Agora, pergunte a si mesmo se adicionar todas essas camadas de abstrações realmente adicionam a qualquer um dos pontos mencionados acima. Se isso não acontecer, você está fazendo isso WRONG .

Se você conseguir adicionar novos recursos adicionando 3 linhas de código como esta:

if (condition()) {
  doSomething()
}

Então por favor, por favor faça isso. Isso indica que seu design anterior era bom e fácil de adaptar. Apenas quando suas aulas começarem a crescer além de uma certa extensão, use refatorando para dividir funções e possivelmente extrair novas classes.

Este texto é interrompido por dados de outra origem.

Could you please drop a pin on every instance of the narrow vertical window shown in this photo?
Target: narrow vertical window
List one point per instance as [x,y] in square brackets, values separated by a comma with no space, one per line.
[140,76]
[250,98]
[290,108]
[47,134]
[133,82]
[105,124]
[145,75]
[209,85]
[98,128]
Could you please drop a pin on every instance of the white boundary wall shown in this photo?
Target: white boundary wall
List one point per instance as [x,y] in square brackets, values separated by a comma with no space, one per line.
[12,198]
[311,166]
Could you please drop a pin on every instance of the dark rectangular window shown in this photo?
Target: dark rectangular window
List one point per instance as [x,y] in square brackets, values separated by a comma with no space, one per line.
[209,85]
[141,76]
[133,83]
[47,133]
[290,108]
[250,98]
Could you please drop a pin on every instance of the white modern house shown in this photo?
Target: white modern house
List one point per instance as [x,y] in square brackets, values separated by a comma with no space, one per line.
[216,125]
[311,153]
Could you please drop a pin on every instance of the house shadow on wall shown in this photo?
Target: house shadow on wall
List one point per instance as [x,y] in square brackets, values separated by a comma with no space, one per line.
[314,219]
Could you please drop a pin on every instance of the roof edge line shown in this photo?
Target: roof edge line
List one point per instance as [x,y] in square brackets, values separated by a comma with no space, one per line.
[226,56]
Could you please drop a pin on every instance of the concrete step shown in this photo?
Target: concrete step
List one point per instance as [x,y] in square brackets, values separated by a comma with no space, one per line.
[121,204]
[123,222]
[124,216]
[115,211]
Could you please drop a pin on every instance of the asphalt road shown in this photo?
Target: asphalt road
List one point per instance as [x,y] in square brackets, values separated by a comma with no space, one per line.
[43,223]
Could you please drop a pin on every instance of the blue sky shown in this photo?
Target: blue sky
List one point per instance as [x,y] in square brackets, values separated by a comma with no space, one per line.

Minha regra geral é que os novos recursos devem ser implementados da forma mais minimalista possível, somente quando algo é grande para ser compreendido (digamos, leva mais de 1 dia ou meio dia para ser implementado). desenhar. A partir daí, adicione apenas camadas de abstração quando o tamanho do código aumentar. Você então refatorou depois! Depois de um tempo, deve ser natural para você quando você precisa projetar um pedaço um pouco mais, ou ir para o caminho mais rápido. Outra indicação de que algum código pode usar alguma limpeza é quando você a reutiliza. Toda vez que você adicionar um novo recurso ou chamar um código antigo em um novo local, é uma boa hora para ver o código antigo e ver se você pode melhorá-lo um pouco antes de adicioná-lo novamente. Desta forma, o código quente irá lentamente tornar-se mais limpo, enquanto as partes desinteressantes apodrecem lentamente e não tiram o seu valioso tempo. (Se você usa algum código antigo e não consegue entendê-lo rapidamente, isso pode ser uma desmotivação para melhorá-lo, mas lembre-se de que também é um grande aviso que alguma limpeza / reprojeto é apropriada).

Se você trabalha assim, nunca superdimensionará nada. Pode ser preciso um pouco de disciplina para voltar ao código antigo quando você quiser adicionar algo novo ou deixar um novo código um pouco mais feio do que gostaria, mas você estará trabalhando em prol de algo produtivo em vez de engenharia excessiva.